1 Kasım 1938’deki meclisin açılış merasimine de katılamadı. Hazırladığı metni yeniden başbakan Celal Bayar okudu. 8 Kasım 1938’de ise hastalığı daha da şiddetlendi. Atatürk’ün sıhhatiyle alakalı haberler çıkmaya başladı. Millet büyük bir yeis içinde Atatürk’deri gelecek haberleri bekliyordu. Fakat Atatürk’ün kurtarılması için yapılan seferberlikler netice vermedi. 10 Kasım 1938 Perşembe sabahı saat 09.05’te Türk ulusunun önderi Mustafa Kemal Atatürk hayata gözlerini yumdu. Atatürk’ün vefatı, hekimleri Neşet Ömer İrdelp, Mim Kemal Öke, Akil Muhtar Özden, Süreyya Serter, Nihad Reşat, Kamil Berk ve Abravaya Marmaralı tarafından yazılan “Reisicumhur Atatürk’ün umumi hallerindeki vehamet dün gece saat 24’te neşir edilen beyannameden sonra her an çoğalarak bugün 10 İkinci teşrin10 Kasım 1938 Perşembe sabahı saat dokuzu beş geçe büyük şefimiz derin koma içinde terki hayat etmişlerdir.” raporuyla onaylandı.

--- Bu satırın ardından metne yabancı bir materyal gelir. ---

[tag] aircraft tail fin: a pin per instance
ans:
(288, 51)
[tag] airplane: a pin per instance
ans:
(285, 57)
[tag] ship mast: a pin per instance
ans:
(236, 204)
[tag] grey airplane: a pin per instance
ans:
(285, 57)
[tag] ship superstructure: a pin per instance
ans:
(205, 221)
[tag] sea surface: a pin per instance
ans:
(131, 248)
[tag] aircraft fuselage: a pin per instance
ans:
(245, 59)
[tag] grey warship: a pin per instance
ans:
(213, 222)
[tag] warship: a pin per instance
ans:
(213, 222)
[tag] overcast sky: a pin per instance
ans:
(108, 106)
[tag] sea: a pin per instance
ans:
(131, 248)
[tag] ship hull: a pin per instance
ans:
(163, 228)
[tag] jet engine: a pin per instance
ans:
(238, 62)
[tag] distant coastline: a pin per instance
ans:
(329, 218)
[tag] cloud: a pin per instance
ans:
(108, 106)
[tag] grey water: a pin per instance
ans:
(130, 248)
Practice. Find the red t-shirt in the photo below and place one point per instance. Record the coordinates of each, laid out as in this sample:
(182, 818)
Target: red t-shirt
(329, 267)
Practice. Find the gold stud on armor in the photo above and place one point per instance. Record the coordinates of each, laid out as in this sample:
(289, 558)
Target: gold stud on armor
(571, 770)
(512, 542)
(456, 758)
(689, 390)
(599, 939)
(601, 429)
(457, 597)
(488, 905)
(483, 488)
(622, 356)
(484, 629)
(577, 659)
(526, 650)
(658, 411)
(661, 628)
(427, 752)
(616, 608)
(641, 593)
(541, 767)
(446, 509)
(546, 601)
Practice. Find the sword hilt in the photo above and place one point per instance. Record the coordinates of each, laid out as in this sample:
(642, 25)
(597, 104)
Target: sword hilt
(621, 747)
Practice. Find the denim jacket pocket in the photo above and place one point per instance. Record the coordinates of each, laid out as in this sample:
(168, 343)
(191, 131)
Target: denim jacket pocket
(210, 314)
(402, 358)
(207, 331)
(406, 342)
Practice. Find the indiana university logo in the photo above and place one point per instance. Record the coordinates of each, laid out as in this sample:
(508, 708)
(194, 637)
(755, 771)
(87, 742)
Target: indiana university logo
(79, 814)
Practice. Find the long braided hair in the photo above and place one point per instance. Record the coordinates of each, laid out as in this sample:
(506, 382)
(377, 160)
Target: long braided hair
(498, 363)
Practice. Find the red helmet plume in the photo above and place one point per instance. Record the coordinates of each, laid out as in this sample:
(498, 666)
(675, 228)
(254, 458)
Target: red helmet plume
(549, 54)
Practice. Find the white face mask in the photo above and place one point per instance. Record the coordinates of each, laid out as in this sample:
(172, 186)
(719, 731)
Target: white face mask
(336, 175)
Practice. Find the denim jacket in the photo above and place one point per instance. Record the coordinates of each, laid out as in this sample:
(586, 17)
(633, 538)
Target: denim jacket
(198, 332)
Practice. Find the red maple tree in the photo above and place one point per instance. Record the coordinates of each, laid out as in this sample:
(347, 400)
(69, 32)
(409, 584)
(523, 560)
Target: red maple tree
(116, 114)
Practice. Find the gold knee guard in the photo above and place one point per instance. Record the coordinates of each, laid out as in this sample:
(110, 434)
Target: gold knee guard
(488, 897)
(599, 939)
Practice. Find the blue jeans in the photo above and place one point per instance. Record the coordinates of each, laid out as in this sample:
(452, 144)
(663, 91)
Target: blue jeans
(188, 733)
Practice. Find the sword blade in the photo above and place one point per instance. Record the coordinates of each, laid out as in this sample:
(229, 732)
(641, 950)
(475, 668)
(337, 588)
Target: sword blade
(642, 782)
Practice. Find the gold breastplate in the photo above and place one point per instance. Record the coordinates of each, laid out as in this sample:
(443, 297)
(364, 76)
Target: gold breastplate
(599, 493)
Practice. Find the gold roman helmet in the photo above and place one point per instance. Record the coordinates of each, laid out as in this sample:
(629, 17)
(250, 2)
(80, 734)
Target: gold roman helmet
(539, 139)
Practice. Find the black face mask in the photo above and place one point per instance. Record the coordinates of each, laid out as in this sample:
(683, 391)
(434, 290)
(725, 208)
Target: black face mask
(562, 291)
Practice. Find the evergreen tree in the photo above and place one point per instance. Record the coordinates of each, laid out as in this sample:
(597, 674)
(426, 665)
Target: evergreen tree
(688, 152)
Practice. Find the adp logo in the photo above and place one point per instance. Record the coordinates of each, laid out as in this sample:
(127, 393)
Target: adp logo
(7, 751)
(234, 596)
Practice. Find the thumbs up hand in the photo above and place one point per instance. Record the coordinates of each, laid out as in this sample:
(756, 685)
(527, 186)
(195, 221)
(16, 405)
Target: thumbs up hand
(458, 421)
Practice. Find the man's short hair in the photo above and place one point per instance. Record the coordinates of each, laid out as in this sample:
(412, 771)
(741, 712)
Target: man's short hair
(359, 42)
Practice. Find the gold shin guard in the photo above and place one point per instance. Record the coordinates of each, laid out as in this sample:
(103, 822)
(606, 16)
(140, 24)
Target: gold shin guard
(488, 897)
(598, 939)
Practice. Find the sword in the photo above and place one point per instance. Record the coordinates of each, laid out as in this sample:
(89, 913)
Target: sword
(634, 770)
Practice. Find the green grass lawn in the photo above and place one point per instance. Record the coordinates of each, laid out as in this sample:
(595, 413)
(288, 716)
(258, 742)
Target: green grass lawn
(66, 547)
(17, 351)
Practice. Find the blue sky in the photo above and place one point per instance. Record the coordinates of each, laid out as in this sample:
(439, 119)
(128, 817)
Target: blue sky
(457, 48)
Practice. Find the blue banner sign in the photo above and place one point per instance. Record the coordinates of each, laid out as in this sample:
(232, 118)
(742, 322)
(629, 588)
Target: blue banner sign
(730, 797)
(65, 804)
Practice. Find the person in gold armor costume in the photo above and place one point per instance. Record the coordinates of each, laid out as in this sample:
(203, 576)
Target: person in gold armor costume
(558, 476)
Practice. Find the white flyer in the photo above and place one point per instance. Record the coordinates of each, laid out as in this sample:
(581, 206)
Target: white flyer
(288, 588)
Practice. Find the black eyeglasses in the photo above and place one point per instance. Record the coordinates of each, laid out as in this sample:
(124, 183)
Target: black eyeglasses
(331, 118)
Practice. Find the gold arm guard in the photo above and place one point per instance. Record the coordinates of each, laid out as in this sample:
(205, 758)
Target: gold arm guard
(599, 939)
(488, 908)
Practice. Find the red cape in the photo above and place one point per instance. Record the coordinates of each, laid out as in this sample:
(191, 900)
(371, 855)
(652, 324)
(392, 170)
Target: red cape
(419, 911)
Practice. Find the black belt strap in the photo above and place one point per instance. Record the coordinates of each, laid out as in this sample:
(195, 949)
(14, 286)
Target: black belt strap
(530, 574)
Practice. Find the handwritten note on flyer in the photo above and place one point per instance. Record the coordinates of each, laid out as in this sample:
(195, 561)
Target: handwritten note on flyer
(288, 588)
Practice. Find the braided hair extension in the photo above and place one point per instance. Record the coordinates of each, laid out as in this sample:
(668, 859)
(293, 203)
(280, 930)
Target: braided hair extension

Vefatıyla Türk toplumunu derin bir yasa boğan Atatürk’ün tabutu 16 Kasım 1938’de Dolmabahçe Epilepsiyi’ndaki merasim salonuna konuldu. Silah dostlarının başında nöbet yakaladığı tabut üç gün süresince milletin ziyaretine sarih yakalandı. 19 Kasım’da cenaze namazı kılındıktan sonra cenazenin Ankara’ya nakli 20 Kasım’da reelleştirildi. Cenazeyi Ankara garında Atatürk’ün ölümüyle seçilen Cumhurbaşkanı İsmet İnönü, Genelkurmay Başkanı Fevzi Çakmak başta olmak üzere tam devlet erkânı karşıladı. Ardından Atatürk’ün cenazesi Türkiye Büyük Halk Meclisi’nin önünde hazırlanan katafalka konuldu. Milletin ziyaretine açıldı ve cenazenin başında nöbetler yakalandı. 21 Kasım’da Atatürk’ün naaşı, yapılan merasimle geçici olarak Etnografya Müzesi’ne kaldırıldı. Ondan sonraki senelerde Atatürk’ün şöhretine layık bir mezar yapılması için harekete geçildi ve Anıtkabir’in inşasına başlandı. 10 Kasım 1938’den bütün beş sene sonra Anıtkabirin inşası bitirildi. 10 Kasım 1953’te Atatürk’ün cenazesi Anıtkabir’e getirilerek toprağa verildi.
Türk ulusunun önderi Mustafa Kemal Atatürk, 10 Kasım 1953’deri beri Anıtkabir’de Şeref Koridorunda yer alan büyük lahitte uyumaktadır. Her sene 10 Kasım’da yüz binlerce ziyaretçi Atatürk’ün mezarını ziyaret etmektedir.